As more devices create even more data thanks to sensors, a different approach is needed to manage it. The old ways of storing and sifting through such information will need to evolve and so will the IT staff that manages the data, said Ash Ashutosh, CEO of Actifio and Paula Long, CEO and Co-Founder, of DataGravity, who both spoke on stage at Gigaom's Structure 2014 event Thursday. You can blame the internet of things (IoT) as the impetus of this shift.

Instead of storing every little data packet from a growing number of chatty sensors, we'll need to be choosy. Said Long about IoT: "It will change infrastructure across the board as we'll have very small packets with targeted information, not to mention privacy issues. We have to understand how to sort, name and tag the data. We're going have a gazillion records that we'll have to figure out how to manage."
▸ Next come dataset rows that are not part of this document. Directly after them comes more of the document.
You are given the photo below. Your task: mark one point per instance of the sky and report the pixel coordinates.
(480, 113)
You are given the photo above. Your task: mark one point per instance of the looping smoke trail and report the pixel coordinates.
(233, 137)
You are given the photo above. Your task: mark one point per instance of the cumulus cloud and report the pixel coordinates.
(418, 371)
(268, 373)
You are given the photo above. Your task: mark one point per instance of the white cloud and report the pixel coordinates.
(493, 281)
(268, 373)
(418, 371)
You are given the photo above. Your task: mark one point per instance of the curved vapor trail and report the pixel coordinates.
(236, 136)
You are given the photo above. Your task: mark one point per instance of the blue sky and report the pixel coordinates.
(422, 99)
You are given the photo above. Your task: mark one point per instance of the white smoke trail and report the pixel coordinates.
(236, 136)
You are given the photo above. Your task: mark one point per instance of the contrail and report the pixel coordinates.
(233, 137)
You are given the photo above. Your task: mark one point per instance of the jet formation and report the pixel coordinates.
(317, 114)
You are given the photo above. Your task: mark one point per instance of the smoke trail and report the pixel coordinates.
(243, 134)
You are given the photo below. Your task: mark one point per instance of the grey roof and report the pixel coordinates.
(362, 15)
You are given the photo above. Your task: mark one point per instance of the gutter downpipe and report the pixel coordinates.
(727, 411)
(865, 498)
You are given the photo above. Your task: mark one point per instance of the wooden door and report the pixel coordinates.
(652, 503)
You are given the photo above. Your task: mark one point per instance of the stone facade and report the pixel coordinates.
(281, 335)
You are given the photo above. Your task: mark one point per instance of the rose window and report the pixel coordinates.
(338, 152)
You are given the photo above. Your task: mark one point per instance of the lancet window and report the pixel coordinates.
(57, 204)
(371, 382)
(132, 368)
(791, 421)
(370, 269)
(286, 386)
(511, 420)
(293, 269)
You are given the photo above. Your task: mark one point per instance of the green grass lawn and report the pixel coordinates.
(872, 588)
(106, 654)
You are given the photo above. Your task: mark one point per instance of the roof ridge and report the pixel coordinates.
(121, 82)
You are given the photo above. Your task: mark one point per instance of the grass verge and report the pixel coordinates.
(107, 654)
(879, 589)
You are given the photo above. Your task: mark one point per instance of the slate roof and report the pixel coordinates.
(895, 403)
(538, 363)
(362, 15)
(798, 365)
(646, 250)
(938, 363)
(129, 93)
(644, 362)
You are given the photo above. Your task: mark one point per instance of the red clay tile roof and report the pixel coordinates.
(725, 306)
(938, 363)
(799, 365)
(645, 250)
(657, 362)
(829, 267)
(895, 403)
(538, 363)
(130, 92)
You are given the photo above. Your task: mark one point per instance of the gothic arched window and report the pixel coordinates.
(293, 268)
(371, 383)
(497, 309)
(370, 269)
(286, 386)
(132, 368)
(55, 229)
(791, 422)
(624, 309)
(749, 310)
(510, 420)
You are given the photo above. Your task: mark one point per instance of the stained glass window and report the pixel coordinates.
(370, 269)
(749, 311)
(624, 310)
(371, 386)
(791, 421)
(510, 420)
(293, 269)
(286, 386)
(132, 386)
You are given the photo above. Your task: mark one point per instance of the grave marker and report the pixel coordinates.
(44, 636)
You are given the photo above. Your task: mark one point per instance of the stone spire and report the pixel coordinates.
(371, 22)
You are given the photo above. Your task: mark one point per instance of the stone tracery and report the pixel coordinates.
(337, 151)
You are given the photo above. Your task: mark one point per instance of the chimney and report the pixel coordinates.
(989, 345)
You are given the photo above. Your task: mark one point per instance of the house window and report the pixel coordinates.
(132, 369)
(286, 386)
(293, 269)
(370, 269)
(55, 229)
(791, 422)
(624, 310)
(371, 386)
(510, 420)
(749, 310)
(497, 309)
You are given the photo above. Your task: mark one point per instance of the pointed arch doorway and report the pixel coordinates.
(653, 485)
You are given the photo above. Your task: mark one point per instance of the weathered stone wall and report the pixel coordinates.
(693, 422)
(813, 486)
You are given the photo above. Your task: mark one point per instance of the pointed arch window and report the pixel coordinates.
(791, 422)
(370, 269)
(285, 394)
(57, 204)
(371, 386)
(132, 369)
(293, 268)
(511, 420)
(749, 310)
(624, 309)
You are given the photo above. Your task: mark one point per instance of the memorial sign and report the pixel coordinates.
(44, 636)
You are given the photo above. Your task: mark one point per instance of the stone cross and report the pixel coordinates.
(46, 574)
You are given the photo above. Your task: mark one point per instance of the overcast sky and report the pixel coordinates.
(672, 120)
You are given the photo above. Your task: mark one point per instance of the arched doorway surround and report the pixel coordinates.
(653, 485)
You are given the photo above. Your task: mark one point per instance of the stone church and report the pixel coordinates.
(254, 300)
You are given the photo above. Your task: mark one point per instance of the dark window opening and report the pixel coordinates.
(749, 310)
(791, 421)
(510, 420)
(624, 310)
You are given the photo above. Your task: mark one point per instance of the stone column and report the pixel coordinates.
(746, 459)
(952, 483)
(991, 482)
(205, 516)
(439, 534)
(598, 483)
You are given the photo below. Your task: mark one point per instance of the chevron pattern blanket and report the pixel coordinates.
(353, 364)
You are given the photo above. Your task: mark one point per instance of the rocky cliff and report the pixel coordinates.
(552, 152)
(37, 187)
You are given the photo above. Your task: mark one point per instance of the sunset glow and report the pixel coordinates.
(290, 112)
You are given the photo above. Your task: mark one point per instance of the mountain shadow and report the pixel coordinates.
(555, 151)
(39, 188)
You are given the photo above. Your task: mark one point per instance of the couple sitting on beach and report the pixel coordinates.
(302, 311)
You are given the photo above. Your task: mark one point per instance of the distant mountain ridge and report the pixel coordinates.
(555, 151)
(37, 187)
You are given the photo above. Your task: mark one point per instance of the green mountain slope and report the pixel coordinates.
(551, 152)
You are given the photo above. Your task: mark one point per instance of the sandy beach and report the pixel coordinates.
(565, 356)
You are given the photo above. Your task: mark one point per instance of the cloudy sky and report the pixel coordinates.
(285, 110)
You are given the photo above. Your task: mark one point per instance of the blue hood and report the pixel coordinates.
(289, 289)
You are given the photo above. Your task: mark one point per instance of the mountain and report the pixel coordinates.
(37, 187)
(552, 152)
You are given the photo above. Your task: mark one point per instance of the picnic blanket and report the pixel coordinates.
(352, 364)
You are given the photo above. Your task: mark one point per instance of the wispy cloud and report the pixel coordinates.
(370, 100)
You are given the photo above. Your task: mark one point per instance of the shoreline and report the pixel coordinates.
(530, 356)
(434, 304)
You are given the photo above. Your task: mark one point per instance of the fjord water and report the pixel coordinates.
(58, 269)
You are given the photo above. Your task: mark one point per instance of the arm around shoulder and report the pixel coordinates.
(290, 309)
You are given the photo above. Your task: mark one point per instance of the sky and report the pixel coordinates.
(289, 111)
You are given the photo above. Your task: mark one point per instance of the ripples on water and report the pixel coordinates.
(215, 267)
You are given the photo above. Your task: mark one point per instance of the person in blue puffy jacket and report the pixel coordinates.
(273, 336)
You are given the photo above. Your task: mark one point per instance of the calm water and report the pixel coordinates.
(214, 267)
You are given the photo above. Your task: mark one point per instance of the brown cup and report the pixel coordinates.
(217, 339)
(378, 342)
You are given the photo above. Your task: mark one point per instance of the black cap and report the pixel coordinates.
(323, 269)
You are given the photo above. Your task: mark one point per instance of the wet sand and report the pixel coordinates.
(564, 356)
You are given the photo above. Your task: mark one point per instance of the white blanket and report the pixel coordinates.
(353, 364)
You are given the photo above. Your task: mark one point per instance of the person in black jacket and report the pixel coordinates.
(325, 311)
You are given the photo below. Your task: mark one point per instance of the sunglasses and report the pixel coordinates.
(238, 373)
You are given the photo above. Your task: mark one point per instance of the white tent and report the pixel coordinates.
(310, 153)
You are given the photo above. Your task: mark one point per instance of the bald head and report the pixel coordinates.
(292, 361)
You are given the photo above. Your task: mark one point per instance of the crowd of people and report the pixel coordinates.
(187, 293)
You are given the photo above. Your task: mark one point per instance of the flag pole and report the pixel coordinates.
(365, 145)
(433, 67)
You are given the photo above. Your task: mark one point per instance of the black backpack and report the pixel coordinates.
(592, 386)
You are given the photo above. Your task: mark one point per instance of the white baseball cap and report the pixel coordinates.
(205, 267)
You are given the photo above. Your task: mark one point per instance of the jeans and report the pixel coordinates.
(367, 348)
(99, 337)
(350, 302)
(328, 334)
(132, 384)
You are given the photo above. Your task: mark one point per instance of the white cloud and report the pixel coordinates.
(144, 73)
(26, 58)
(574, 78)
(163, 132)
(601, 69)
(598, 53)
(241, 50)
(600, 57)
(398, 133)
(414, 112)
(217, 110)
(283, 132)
That's part of the shift but not all of it, said Ashutosh when speaking of storage. "Pure play storage companies are just selling boxes now, not outcomes. Businesses now choose outcomes and buy from whomever will help us meet them," Ashutosh said. "So the new vendors of choice will be service providers to help us focus on outcomes." That means IT staff have to be more like business partners to better understand the outcomes and the infrastructure needed for them.

Long said that this change will require the already high skill bar for IT workers to keep growing in order to answer key questions in the coming data deluge: How does information flow in the organization, what new data governance challenges do we have to deal with and how much data do we keep? And those IT workers will have to alter the network too, she said. "Networking has to completely change. Networks will have to start worrying about application data not just packets," Lon said. "You won't be able to aggregate and parse small sensor packets fast enough otherwise and IoT is a real time thing."

That's a fair point. What good is real-time sensor tracking if networks and storage systems can't keep up with all of the bits in real-time? Not much -- particularly when consumers and businesses will want real-time access to take potentially immediate action on the sensor data in the first place.